RegEx to match Bitcoin addresses?
Asked Answered
K

10

50

I am trying to come up with a regular expression to match Bitcoin addresses according to these specs:

A Bitcoin address, or simply address, is an identifier of 27-34 alphanumeric characters, beginning with the number 1 or 3 [...]

I figured it would look something like this

/^[13][a-zA-Z0-9]{27,34}/

Thing is, I'm not good with regular expressions and I haven't found a single source to confirm this would not create false negatives.

I've found one online that's ^1[1-9A-Za-z][^OIl]{20,40}, but I don't even know what the [^OIl] part means and it doesn't seem to match the 3 a Bitcoin address could start with.

Kaffir answered 10/2, 2014 at 17:15 Comment(7)
Your referenced page has a section "Address validation". Why not use the technique provided in the link over there? (Quote: "[...] it is advisable to use a method from this thread rather than to just check for string length, allowed characters, or that the address starts with a 1 or 3")Ecumenicalism
@Ecumenicalism If all bitcoin addresses have that format, then I don't see a reason why this wouldn't work. Besides, I'm not looking for a rigurous validation (after all, it could be a valid address and not yet exist) but rather something that discards addresses that are clearly invalid.Kaffir
@fedeetz: bitcoin addresses do contain a checksum. You can't validate a bitcoin address using a regexp because all bitcoin addresses have that checksum. It is true that you regexp will discard many addresses which are clearly invalid... But your regexp will also accept an insane number of invalid ones. The very purpose of that checksum is to prevent people from using invalid addresses and I'd tend to think that the author(s) of bitcoins are very smart people and knew what they were doing. Doing "validation" without verifying the checksum whose very purpose is validation makes no sense.Malacca
@Malacca That's not a problem for me, as I said, as long as it discards clearly invalid addresses and it doesn't generate false negatives, it's enough. This is not for an application open to the public, only to a couple developers. The whole point is that if they have a typo or copy only half of the address, for the app to warn them.Kaffir
@fedeetz your regex will match invalid Bitcoin addresses, as the characters O, I and l are not valid characters in a Bitcoin address.Bell
To testnet: /^[mn2][a-zA-Z0-9]{27,34}/Luz
rosettacode.org/wiki/Bitcoin/address_validationDaffi
E
13

[^OIl] matches any character that's not O, I or l. The problems in your regex are:

  • You don't have a $ at the end, so it'd match any string beginning with a BC address.
  • You didn't count the first character in your {27,34} - that should be {26,33}

However, as mentioned in a comment, a regex is not a good way to validate a bitcoin address.
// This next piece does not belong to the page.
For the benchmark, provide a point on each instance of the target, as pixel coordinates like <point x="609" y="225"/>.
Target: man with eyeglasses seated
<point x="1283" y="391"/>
Energetic answered 10/2, 2014 at 17:17 Comment(3)
It seems to me the purpose of the regex is finding potential bitcoin addresses, not necessarily valid ones.Bell
Regex module would be good for light-weight like browser plugin, or webcrawler.Bangor
Or find valid addresses not necessarily existing addresses. Whether or not addresses exist in your block chain is based upon when and how often you sinc'd. Figuring out if the address is valid or not is a completely different exercise.Digraph
B
64
^[13][a-km-zA-HJ-NP-Z1-9]{25,34}$

will match a string that starts with either 1 or 3 and, after that, 25 to 34 characters of either a-z, A-Z, or 0-9, excluding l, I, O and 0 (not valid characters in a Bitcoin address).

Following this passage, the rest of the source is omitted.